Gig Economy and the Future of Work
Uber & Lyft’s race to the bottom–an opportunity to redefine work
July 11, 2022
Kevin found Lyft in 2013 after losing his job in the Recession. Initially, the job was exactly what it promised to be. The wages were good and he was able to spend more time with his daughter by only driving when she was in school. After a few months, Uber and Lyft recruited more and more drivers; and, once the hurdle of getting sufficient drivers was surpassed, the companies dropped their driver commissions.
In 2014, Uber claimed that UberX drivers working at least 40 hours a week made $90,766 a year in New York and $74,191 in San Francisco. A contemporaneous Washington Post article, comparing these numbers to the average $30,000 that cab drivers made in the same year, marveled at the “power of Uber” and its “mastery of technology.” Even in 2018, Uber was promising a $2,100 minimum in the first month of driving, and Lyft was promising a $2,500 minimum a month in Los Angeles.
A study by J.P. Morgan Chase & Co Institute found that, between 2013 and 2017, earnings from rideshare fell by 53 percent. The study attributed the decrease to the “rapid growth in the number of drivers” on the roads. Additionally, companies’ ever-changing compensation structure resulted in unpredictable but gradually decreasing wages. According to Adam, a rideshare driver, companies told drivers that the rate cuts would be a temporary promotion to entice more customers:
“They told us something like it was summer, and they were going to cut rates as a promotion for riders. And they just ended up keeping those rates. And then they did it again and again and again. Their explanation for drivers was: Hey, you get more rides, you get more money. Well, of course, if you work more, you make more. But you have to work like twice as much to make what you made before.”
The change to upfront fares in 2016 did not help drivers either.
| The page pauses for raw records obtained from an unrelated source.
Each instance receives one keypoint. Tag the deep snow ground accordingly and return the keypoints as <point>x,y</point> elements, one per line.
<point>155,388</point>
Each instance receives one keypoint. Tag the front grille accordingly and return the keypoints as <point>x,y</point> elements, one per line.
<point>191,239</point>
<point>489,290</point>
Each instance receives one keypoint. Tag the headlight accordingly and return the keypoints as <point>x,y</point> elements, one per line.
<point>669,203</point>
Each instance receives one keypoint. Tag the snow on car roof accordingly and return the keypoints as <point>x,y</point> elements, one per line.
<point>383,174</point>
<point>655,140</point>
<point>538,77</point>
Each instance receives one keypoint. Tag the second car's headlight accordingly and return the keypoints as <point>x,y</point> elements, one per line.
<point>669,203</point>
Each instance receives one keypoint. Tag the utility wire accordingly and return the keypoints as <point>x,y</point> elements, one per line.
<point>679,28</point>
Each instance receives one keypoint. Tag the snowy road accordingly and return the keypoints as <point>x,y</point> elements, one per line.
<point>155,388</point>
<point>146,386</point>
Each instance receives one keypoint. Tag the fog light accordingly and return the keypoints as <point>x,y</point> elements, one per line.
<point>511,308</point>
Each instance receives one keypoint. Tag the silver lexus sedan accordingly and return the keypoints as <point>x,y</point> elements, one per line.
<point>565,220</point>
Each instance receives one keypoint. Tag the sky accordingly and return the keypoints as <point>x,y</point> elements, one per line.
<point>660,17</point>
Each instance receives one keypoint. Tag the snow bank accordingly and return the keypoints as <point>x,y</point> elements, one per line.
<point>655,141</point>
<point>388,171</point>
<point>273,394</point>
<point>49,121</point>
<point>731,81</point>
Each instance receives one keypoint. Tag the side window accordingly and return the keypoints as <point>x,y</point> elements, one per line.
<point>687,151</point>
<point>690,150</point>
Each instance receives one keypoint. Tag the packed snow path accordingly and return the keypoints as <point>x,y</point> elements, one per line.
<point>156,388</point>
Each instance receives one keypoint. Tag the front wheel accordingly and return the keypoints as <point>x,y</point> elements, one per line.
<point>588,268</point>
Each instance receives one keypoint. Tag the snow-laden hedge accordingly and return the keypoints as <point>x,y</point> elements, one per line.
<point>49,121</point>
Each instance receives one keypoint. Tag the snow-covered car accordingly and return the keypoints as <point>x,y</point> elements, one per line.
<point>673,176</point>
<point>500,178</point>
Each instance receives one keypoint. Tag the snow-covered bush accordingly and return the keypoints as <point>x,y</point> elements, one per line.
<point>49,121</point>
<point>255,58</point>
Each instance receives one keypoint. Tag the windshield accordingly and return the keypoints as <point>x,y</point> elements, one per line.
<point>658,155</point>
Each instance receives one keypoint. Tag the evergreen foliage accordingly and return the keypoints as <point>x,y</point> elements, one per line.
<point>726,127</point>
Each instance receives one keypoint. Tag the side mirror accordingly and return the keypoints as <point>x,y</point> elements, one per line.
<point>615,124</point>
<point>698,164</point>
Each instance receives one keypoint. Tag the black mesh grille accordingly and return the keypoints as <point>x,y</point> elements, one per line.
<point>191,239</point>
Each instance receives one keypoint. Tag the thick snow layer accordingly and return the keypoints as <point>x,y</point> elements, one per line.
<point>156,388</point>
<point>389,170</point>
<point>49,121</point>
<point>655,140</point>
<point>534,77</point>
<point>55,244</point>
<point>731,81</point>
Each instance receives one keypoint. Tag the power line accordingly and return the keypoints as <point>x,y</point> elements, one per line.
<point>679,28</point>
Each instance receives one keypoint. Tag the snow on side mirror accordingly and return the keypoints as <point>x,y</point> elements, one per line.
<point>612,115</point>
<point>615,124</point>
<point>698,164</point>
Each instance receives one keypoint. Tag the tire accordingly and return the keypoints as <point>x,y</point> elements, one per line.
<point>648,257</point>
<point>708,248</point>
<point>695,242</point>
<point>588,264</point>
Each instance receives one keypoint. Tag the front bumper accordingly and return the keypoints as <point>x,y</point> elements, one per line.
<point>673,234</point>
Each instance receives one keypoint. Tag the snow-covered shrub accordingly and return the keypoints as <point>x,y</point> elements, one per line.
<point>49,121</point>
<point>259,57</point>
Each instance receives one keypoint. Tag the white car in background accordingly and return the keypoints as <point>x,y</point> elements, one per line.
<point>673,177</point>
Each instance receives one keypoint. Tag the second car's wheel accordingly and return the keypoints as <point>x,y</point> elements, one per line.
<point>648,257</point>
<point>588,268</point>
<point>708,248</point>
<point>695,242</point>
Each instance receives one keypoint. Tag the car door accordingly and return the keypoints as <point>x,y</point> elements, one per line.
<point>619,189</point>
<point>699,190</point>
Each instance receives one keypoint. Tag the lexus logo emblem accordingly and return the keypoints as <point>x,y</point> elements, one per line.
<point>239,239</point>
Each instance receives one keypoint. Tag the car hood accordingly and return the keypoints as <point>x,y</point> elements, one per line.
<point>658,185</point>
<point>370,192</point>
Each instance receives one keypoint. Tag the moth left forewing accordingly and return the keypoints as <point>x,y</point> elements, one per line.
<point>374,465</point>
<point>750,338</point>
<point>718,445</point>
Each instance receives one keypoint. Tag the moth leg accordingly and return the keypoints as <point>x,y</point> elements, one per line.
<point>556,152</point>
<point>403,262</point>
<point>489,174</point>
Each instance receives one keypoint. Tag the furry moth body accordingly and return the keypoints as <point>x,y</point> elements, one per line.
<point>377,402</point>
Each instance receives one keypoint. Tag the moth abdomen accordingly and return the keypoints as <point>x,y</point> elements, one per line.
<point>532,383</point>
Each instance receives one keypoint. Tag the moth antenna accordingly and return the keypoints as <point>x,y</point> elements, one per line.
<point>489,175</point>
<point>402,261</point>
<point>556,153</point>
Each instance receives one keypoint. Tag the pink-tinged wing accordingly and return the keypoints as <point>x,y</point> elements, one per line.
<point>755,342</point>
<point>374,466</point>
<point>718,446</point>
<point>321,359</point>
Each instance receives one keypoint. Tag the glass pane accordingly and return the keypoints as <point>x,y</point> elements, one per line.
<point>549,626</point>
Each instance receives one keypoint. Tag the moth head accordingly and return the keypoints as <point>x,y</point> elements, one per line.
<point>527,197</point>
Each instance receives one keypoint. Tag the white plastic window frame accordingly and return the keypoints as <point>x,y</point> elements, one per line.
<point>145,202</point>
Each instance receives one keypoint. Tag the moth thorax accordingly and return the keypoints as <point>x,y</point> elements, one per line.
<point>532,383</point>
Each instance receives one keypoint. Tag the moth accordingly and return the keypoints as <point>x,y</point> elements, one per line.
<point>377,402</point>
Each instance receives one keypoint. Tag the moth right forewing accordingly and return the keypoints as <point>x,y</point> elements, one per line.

Since their introduction, drivers have called what Uber has claimed to be a rate-transparency measure nothing but a maneuver to take a larger share of the profits. “They’re doing it to keep you in the blind, the driver in the blind,” said Michael, an original SideCar driver in 2017, “It seems like [the rider is] paying more, but it also seems like the driver is receiving less…. Uber [keeps] the difference.”
A change within the past two months in Uber’s algorithm decreased the transparency even further. The fares are based on “several [unspecified] factors.” A Columbus-based Uber driver, Vance shared two recent trips he made. On one $30-trip, he received $14 and $13 went to Uber. For another $22-trip, Vance received $6 and $9 went to Uber. The remainder went to fees and sales taxes. Although these are only two trips, this is a far cry from the 20 to 25 percent Uber had always claimed to take as a service fee.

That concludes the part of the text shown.